Looking to replicate a ballot question victory in California last November, bankrolled with more than $200 million in spending, gig economy companies led by Uber, Lyft, DoorDash, and Instacart have set their sights on Massachusetts, where they hope to pass a similar question that would legally define gig workers as independent contractors, not traditional employees. A coalition of labor groups has formed to fight the question.
What’s clear already is that this will be a no-holds-barred brawl.
Earlier this month, opponents of the ballot effort fired off a complaint to the state Office of Campaign and Political Finance charging that backers violated campaign finance rules by raising and spending money on their effort before formally establishing and registering a campaign committee with the state. Backers said the complaint leveled “false claims” based on “willful misunderstanding of Massachusetts campaign finance laws.”
The skirmishes have the feel of the old Mad magazine feature “Spy vs. Spy,” in which dueling operatives engaged in a back and forth of comical moves trying to trip each other up.
In their latest move, opponents are now hoping to kill the whole thing right out of the gate: They’ve asked Attorney General Maura Healey to rule that the question is not eligible to appear on next year’s statewide ballot because it violates a provision of the state constitution that bans questions with elements that are not sufficiently related to each other. They say a provision of the ballot question that would protect tech companies from liability exposure is too unrelated to its main focus on worker classification. Proponents say the complaint doesn’t “hold up to scrutiny.”
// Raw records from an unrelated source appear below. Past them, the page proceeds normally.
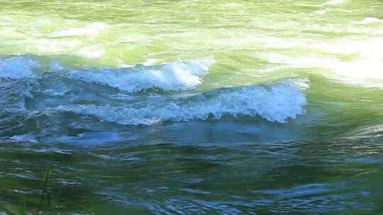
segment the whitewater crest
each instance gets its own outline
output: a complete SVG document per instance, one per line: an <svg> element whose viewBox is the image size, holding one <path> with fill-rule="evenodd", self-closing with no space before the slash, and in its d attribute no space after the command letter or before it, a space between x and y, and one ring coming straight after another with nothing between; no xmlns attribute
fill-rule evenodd
<svg viewBox="0 0 383 215"><path fill-rule="evenodd" d="M222 88L172 100L150 100L142 107L126 105L60 105L54 111L72 112L121 124L152 124L259 116L270 122L286 123L305 113L304 90L308 81L284 81L263 86Z"/></svg>
<svg viewBox="0 0 383 215"><path fill-rule="evenodd" d="M70 70L71 79L106 85L128 93L145 89L165 91L193 89L213 64L211 61L184 61L162 66L138 65L128 68L90 68Z"/></svg>
<svg viewBox="0 0 383 215"><path fill-rule="evenodd" d="M33 78L35 76L33 70L39 66L38 62L27 56L0 58L0 79Z"/></svg>

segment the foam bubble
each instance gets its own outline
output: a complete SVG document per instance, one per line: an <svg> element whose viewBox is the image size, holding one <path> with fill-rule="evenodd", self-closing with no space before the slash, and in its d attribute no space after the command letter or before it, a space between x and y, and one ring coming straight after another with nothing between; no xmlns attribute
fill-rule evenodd
<svg viewBox="0 0 383 215"><path fill-rule="evenodd" d="M330 0L321 4L321 6L329 6L329 5L339 5L339 4L344 4L346 1L347 0Z"/></svg>
<svg viewBox="0 0 383 215"><path fill-rule="evenodd" d="M368 24L373 23L383 23L383 20L380 20L374 17L367 17L365 18L365 19L360 22L357 22L358 24Z"/></svg>
<svg viewBox="0 0 383 215"><path fill-rule="evenodd" d="M40 64L28 57L0 58L0 78L24 79L35 76L33 69Z"/></svg>
<svg viewBox="0 0 383 215"><path fill-rule="evenodd" d="M73 28L65 30L62 30L52 34L52 37L62 37L72 36L87 36L94 39L99 35L100 32L108 29L109 25L104 23L93 23L82 28Z"/></svg>
<svg viewBox="0 0 383 215"><path fill-rule="evenodd" d="M266 86L223 88L172 100L148 101L145 105L59 106L54 110L89 115L121 124L152 124L164 121L206 120L233 117L260 116L270 122L285 123L305 113L307 83L284 81Z"/></svg>

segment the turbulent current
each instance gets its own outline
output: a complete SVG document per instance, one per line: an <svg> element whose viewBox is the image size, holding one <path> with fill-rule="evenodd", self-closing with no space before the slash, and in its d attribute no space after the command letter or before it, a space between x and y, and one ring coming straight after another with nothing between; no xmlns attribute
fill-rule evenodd
<svg viewBox="0 0 383 215"><path fill-rule="evenodd" d="M0 0L0 214L380 214L383 2Z"/></svg>

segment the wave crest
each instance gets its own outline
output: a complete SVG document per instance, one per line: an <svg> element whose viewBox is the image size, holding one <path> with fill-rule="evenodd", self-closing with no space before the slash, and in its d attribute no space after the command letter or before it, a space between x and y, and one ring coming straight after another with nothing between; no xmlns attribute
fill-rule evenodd
<svg viewBox="0 0 383 215"><path fill-rule="evenodd" d="M260 116L270 122L285 123L288 119L305 113L304 87L293 81L284 81L266 86L223 88L171 101L157 100L148 102L142 108L80 105L60 105L54 109L131 125L165 121L219 120L225 115Z"/></svg>

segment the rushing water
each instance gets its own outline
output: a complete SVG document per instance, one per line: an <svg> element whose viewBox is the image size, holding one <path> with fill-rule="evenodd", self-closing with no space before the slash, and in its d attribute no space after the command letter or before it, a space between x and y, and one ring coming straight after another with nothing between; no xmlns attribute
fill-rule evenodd
<svg viewBox="0 0 383 215"><path fill-rule="evenodd" d="M381 214L383 1L0 0L0 214Z"/></svg>

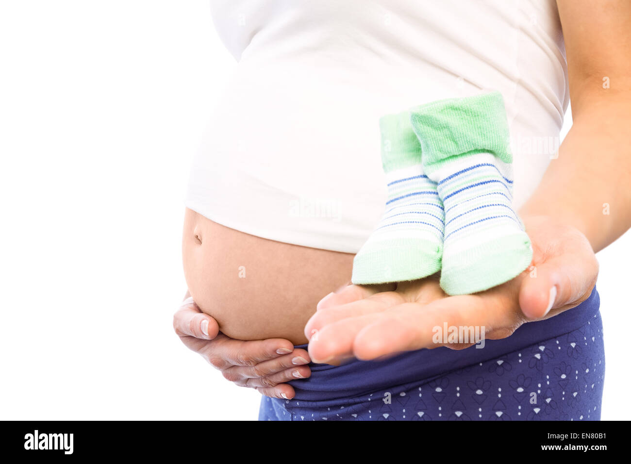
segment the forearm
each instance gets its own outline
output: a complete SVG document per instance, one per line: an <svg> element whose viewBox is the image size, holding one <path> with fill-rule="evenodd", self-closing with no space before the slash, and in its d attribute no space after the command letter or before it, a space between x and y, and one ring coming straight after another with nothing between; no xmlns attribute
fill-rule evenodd
<svg viewBox="0 0 631 464"><path fill-rule="evenodd" d="M631 93L607 92L580 102L558 158L520 210L576 227L594 251L631 227Z"/></svg>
Three years ago, the Supreme Judicial Court knocked a proposed new tax on high-earners off the ballot because the justices said it failed the “relatedness” requirement.
Before any potential litigation could ensue on the gig economy question, it’s up to Healey to initially certify that a question is suitable for the ballot. As it happens, she is also suing Uber and Lyft, alleging that they have been improperly classifying their drivers in Massachusetts as independent contractors rather than employees.
“Uber and Lyft have built their billion-dollar businesses while denying their drivers basic employee protections and benefits for years,” Healey said in announcing her lawsuit against them last July. “This business model is unfair and exploitative.”Massachusetts has one of the strongest laws defining workers as employees, which is one reason why it’s now ground zero in the national gig economy worker battle.
In an example of the unusual dual role AGs can find themselves in, Healey the outspoken advocate on the issue now has to play ref when it comes to making a critical call in the unfolding battle.